Grosse Begegnung. Die Künstlerin Jenny Holzer kuratiert grafische Arbeiten und Skulpturen der Künstlerin Louise Bourgeois im Kunstmuseum Basel.

Mona Lisa? Leonardo da Vinci. Zerfliessende Uhren? Salvador Dali. Rot flimmernde LED-Schriftbänder? Ja, Jenny Holzer. Und gigantische, mega-gruselige Spinnen in Bronze? Auch das haben Sie erraten; Louise Bourgeois. Vor ein paar Jahren konnten wir in Zürich so ein Monster am Bürkliplatz bestaunen. Es hiess «Maman» und zog die Massen an.

Die beiden Frauen, Holzer, Jahrgang 1950, und Bourgeois, 2010 98-jährig verstorben, gehören zu den ganz Grossen im nach wie vor männerdominierten Kunstbetrieb. Sie zählen zu den wenigen Künstlerinnen, denen es gelang, nicht nur globale Bekanntheit sondern auch absolute Unverwechselbarkeit zu erlangen.

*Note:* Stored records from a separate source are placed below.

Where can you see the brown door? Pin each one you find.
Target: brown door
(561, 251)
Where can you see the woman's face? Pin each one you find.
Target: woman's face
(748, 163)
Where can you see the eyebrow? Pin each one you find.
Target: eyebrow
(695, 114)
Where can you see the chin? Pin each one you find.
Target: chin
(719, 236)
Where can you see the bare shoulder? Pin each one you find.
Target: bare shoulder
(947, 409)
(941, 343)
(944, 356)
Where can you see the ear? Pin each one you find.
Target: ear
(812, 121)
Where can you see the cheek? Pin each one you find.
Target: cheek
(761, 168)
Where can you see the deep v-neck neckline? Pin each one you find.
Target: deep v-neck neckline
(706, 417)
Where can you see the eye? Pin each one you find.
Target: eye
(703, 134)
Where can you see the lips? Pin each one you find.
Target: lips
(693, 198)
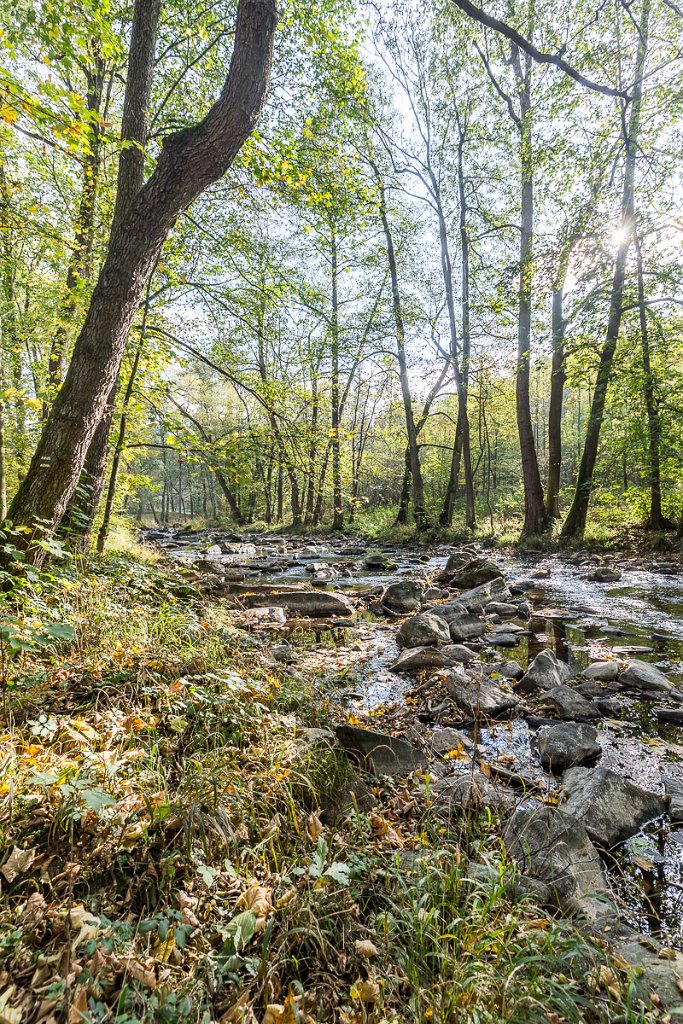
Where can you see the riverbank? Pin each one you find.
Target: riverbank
(184, 838)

Nun treten sie also gemeinsam im Basler Kunstmuseum an. Nach der POC-Künstlerin Kara Walker im vergangenen Jahr ist damit wieder von einem Coup des Direktors Josef Helfenstein und der Kuratorin Anita Haldemann zu berichten, die klug und mit strategischem Kalkül mit Werken, die häufig als die Resteecke des Kunstbetriebs betrachtet werden – Arbeiten auf Papier -, eine grosse und grossartige Show ausrichten.

Natürlich, Louise Bourgeois, erst im Alter anerkannt und geschätzt, ist inzwischen zu einer sicheren Bank geworden. Ihr Werk ist sehr bekannt und in unzähligen Ausstellungen präsent. Und Jenny Holzer? Ihre Botschaften, projiziert auf Leuchtbändern in Installationen, im Museum, vor allem aber im öffentlichen Raum, gehören als Vorboten einer digitalisierten Medienkultur längst zu den Klassikern der Kunstgeschichte.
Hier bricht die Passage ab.